This application has a map stage and many iterative reduce stages. An OOM error 
occurs in a reduce task (Task-28) as follows.

! 
https://github.com/JerryLead/Misc/blob/master/OOM-TasksMemoryManager/figures/Stage.png?raw=true|width=100%!

! 
https://github.com/JerryLead/Misc/blob/master/OOM-TasksMemoryManager/figures/task.png?raw=true|width=100%!
 
*[OOM root cause identification]*

Each executor has 1 CPU core and 6.5GB memory, so it only runs one task at a 
time. After analyzing the application dataflow, error log, heap dump, and 
source code, I found the following steps lead to the OOM error. 

=> The MemoryManager found that there is not enough memory to cache the 
_links:ShuffledRDD_ (rdd-5-28, red circles in the dataflow figure).
! 
https://github.com/JerryLead/Misc/blob/master/OOM-TasksMemoryManager/figures/ShuffledRDD.png?raw=true|width=100%!

=> The task needs to shuffle twice (1st shuffle and 2nd shuffle in the dataflow 
figure).
=> The task needs to generate two _ExternalAppendOnlyMap_ (E1 for 1st shuffle 
and E2 for 2nd shuffle) in sequence.
=> The 1st shuffle begins and ends. E1 aggregates all the shuffled data of 1st 
shuffle and achieves 3.3 GB.
! 
https://github.com/JerryLead/Misc/blob/master/OOM-TasksMemoryManager/figures/FirstShuffle.png?raw=true|width=100%!
=> The 2nd shuffle begins.
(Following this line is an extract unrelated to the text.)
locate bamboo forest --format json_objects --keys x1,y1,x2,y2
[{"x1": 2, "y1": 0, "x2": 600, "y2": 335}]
E2 is aggregating the shuffled data of 2nd shuffle, 
and finding that there is not enough memory left. This triggers the memory 
contention.
! 
https://github.com/JerryLead/Misc/blob/master/OOM-TasksMemoryManager/figures/SecondShuffle.png?raw=true|width=100%!
=> To handle the memory contention, the _TaskMemoryManager_ releases E1 (spills 
it onto disk) and assumes that the 3.3GB space is free now.
! 
https://github.com/JerryLead/Misc/blob/master/OOM-TasksMemoryManager/figures/MemoryContention.png?raw=true|width=100%!
=> E2 continues to aggregates the shuffled records of 2nd shuffle. However, E2 
encounters an OOM error while shuffling.
!https://github.com/JerryLead/Misc/blob/master/OOM-TasksMemoryManager/figures/OOMbefore.png?raw=true|width=100%!
!https://github.com/JerryLead/Misc/blob/master/OOM-TasksMemoryManager/figures/OOMError.png?raw=true|width=100%!

*[Guess]* The task memory usage below reveals that there is not memory drop 
down. So, the cause may be that the 3.3GB _ExternalAppendOnlyMap_ (E1) is not 
actually released by the _TaskMemoryManger_. 
!https://github.com/JerryLead/Misc/blob/master/OOM-TasksMemoryManager/figures/GCFigure.png?raw=true|width=100%!


*[Root cause]* After analyzing the heap dump, I found the guess is right (the 
3.3GB _ExternalAppendOnlyMap_ is actually not released). The 1.6GB object is 
_ExternalAppendOnlyMap (E2)_.
!https://github.com/JerryLead/Misc/blob/master/OOM-TasksMemoryManager/figures/heapdump.png?raw=true|width=100%!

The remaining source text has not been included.